Consider UC in its purpose

Something I recently thought about was what the purpose of UC has been in my life thus far. When I was diagnosed with UC it was during a very pivotal moment in my life. I had just faced a threshold before me; the riverbank and the other side of it that filled me with the anticipation of what was to come and I was eager to get across.

I had a choice, I could stay on the banks of the river’s edge where I stood and wait for a sign or ask myself to follow my heart and find my way across the river with the knowledge that I had come this far and the rest would be left to discover when I got there. I took the decision with my heart in my hand and stepped into the waters. It was a bold and decisive decision and one I think could only have been made at that time and place in my life, at the age of 26. I entered the water to find it moving at a very fast pace in several directions. I was shivering and feeble ill prepared for the rapid current of the waters and with no clue about how to get to the other side with the resources I had.

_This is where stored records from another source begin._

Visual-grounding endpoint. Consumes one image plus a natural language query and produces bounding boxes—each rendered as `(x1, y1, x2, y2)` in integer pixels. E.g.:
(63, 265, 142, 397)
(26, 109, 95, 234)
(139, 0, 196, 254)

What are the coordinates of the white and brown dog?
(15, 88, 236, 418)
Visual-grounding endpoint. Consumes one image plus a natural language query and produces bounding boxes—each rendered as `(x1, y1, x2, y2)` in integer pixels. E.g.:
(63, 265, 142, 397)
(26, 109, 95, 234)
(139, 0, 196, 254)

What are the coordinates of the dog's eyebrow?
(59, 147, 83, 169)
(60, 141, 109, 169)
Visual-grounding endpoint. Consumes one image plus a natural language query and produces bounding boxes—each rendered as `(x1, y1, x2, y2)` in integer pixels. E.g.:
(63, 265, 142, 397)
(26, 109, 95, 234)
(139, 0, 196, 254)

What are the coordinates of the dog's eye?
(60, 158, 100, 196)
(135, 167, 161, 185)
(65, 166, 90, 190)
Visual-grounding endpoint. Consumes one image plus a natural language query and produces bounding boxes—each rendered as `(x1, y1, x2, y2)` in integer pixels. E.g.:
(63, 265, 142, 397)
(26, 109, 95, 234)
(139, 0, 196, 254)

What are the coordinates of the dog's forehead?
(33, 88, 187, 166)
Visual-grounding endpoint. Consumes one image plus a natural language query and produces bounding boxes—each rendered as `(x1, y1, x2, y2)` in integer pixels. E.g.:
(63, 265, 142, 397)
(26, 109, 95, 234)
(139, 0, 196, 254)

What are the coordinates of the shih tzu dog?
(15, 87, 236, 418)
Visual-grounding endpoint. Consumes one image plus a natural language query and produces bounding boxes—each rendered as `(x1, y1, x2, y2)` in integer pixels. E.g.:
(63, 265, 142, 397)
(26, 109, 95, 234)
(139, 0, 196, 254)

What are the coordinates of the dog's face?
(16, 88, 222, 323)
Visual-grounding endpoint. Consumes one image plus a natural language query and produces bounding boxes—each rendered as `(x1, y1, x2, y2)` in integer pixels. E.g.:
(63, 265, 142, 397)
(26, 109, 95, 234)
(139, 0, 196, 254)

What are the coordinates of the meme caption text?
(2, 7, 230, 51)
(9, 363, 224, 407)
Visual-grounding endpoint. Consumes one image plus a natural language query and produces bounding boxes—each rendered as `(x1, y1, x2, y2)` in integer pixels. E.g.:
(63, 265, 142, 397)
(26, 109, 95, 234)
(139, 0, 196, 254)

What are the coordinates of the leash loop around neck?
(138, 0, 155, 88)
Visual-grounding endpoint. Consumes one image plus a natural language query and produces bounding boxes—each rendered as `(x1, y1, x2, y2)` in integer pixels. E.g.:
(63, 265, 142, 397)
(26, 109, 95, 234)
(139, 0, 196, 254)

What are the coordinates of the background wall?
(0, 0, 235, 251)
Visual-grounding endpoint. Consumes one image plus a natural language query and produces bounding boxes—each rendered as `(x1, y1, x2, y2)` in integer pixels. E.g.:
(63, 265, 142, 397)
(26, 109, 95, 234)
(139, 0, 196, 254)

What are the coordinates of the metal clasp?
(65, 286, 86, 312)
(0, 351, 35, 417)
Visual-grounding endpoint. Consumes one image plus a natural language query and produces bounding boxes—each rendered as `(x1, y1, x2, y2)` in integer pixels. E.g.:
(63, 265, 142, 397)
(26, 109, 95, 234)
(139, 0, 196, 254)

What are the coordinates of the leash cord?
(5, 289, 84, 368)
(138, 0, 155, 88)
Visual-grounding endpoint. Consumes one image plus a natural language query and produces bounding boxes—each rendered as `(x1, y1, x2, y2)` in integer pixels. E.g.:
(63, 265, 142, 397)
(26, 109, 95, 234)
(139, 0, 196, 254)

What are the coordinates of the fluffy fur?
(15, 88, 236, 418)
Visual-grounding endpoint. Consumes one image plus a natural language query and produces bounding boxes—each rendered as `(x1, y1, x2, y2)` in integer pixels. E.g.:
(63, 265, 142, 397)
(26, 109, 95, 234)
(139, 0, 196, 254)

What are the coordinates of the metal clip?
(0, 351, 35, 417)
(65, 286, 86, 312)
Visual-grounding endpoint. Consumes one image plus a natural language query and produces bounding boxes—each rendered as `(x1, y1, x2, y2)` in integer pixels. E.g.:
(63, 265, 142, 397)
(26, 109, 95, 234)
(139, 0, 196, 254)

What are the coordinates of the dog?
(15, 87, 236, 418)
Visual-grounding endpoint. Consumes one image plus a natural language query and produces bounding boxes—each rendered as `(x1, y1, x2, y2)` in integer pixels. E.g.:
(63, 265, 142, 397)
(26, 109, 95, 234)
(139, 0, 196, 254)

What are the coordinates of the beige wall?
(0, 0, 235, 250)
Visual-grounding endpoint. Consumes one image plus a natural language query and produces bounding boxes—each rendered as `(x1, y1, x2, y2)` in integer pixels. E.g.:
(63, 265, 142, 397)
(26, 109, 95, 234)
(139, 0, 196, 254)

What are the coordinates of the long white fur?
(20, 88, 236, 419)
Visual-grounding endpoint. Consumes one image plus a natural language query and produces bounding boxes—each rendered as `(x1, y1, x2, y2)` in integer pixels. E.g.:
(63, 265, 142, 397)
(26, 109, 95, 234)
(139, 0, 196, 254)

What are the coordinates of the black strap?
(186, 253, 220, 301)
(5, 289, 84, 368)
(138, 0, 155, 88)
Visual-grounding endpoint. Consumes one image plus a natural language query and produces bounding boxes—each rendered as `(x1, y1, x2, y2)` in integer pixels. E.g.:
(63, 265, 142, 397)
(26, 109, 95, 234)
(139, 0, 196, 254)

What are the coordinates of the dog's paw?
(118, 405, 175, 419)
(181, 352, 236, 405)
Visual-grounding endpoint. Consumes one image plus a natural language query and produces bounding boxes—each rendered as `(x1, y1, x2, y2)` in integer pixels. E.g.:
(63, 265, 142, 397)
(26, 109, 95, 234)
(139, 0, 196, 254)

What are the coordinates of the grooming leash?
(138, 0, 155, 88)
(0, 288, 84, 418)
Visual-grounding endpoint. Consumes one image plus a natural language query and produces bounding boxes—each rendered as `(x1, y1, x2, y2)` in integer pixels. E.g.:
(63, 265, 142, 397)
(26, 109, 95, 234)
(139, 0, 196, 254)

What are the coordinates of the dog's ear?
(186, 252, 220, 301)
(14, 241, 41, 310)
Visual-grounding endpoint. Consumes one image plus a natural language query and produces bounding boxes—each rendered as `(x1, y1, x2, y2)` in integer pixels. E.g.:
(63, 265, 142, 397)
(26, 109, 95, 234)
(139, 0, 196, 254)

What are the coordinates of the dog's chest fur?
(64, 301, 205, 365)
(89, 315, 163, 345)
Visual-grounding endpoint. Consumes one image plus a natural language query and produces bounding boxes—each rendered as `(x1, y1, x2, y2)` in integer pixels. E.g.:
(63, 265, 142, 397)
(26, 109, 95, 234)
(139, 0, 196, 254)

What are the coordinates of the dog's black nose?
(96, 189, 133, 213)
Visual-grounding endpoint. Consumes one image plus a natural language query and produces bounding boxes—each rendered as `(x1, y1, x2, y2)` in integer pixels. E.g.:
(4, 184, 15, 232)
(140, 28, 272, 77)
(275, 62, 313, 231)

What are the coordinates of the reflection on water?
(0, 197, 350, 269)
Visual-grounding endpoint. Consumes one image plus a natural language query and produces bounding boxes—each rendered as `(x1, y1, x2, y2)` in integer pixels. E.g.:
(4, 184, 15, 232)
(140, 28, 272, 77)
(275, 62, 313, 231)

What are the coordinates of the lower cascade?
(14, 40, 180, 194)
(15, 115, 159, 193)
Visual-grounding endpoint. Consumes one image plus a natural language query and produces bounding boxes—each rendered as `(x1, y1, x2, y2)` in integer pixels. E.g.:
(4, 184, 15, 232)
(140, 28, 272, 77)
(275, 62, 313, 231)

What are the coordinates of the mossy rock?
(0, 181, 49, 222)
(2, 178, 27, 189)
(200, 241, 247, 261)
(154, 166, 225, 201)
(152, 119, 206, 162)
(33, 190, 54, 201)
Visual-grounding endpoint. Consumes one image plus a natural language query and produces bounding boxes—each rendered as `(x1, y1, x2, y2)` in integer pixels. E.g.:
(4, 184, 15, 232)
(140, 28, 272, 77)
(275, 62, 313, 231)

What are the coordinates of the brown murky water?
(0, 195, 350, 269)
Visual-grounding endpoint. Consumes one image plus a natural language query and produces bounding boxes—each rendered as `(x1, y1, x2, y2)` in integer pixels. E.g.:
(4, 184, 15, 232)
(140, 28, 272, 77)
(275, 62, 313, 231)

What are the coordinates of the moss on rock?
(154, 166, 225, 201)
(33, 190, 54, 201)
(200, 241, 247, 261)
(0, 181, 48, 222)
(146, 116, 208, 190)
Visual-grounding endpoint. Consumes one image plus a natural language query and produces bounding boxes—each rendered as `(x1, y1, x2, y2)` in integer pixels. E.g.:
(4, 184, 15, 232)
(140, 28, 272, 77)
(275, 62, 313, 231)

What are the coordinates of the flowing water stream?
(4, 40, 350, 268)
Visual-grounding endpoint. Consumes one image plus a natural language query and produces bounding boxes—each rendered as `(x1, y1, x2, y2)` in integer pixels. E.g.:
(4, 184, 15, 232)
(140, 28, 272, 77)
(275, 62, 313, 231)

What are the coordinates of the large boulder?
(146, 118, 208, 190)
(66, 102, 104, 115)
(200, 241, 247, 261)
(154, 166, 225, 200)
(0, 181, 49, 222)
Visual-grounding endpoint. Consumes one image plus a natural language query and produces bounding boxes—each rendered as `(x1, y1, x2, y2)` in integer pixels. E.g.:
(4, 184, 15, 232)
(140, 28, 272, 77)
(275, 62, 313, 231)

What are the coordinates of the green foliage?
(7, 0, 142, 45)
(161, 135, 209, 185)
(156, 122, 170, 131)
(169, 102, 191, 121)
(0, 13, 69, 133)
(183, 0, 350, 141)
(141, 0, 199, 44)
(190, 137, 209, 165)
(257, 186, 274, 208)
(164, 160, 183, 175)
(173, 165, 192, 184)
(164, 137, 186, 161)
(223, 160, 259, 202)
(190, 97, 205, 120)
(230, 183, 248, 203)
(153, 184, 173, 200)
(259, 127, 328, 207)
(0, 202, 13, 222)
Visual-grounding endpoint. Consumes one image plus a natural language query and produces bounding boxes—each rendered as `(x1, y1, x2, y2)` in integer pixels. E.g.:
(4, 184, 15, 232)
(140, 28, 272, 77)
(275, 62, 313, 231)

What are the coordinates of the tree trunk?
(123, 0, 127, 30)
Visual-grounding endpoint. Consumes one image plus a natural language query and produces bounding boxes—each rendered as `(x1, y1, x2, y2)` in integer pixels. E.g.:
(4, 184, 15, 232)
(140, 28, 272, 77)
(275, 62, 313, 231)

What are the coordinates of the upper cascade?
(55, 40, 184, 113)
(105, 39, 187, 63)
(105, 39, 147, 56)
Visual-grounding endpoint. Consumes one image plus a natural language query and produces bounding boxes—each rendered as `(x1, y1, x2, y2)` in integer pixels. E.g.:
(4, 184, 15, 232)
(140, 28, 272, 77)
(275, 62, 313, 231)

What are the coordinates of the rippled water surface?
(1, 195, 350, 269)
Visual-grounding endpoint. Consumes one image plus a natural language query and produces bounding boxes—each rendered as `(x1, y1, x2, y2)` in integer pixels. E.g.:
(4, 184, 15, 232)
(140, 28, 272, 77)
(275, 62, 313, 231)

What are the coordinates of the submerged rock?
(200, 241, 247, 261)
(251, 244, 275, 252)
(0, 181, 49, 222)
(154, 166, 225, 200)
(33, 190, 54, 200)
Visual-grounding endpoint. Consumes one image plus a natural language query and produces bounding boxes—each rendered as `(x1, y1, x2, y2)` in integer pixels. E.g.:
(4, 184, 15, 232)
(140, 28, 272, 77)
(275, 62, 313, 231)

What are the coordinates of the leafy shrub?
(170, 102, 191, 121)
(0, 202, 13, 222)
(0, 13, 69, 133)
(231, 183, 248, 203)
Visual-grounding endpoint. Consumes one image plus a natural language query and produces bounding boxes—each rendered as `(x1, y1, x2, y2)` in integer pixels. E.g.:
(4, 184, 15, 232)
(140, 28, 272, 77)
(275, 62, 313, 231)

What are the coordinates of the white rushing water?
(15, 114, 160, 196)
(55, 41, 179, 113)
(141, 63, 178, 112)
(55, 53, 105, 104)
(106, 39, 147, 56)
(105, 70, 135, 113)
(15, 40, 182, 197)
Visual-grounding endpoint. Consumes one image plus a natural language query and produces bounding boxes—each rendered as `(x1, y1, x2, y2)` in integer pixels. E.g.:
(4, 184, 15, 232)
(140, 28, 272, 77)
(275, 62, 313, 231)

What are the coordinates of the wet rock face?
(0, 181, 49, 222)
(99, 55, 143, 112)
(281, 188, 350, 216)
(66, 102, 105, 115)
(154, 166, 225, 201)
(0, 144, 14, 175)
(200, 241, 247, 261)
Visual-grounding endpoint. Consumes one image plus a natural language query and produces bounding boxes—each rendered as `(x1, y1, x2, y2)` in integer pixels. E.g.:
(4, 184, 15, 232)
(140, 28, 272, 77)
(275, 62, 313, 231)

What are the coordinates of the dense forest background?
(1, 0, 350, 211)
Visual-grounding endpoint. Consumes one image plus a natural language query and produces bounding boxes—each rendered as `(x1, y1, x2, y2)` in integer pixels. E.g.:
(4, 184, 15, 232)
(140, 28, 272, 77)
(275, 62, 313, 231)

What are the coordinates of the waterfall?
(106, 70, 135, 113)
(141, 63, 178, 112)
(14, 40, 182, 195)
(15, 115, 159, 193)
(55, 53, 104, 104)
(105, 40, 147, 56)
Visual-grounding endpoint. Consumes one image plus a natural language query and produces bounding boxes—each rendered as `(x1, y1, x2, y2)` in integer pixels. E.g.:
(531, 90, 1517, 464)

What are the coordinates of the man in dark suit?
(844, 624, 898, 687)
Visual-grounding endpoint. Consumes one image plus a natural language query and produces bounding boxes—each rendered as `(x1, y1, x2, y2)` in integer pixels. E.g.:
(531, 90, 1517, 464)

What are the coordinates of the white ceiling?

My body said, “Take care of yourself”, but I didn’t listen. I waved my arms and frantically got nowhere fast, eager to push against the current and come up for air.

My body said, “Trust yourself,” but I didn’t listen. I disregarded what my body was telling, and ended up stuck in the middle of the current, afraid, fatigued and began to slowly sink. I had ignored how weak my body felt when I entered the waters. I had not stopped to listen and focus on myself because I was too eager to get to the other side.

As I reflect on this moment, and others that have come when UC flares have arisen in my life, it has been during similar moments, standing once again at the river’s edge on the bank looking out across the waters filled with anticipation. I find myself now taking more careful steps as I approach the water’s edge, that is to say that I do not fear the waters, but rather find myself looking for clues from within for the right time to cross. I know now that my body is the root from which I must find my reason for crossing the river and the anticipated purpose I hold must begin with the confidence that it will enrich and further strengthen my health.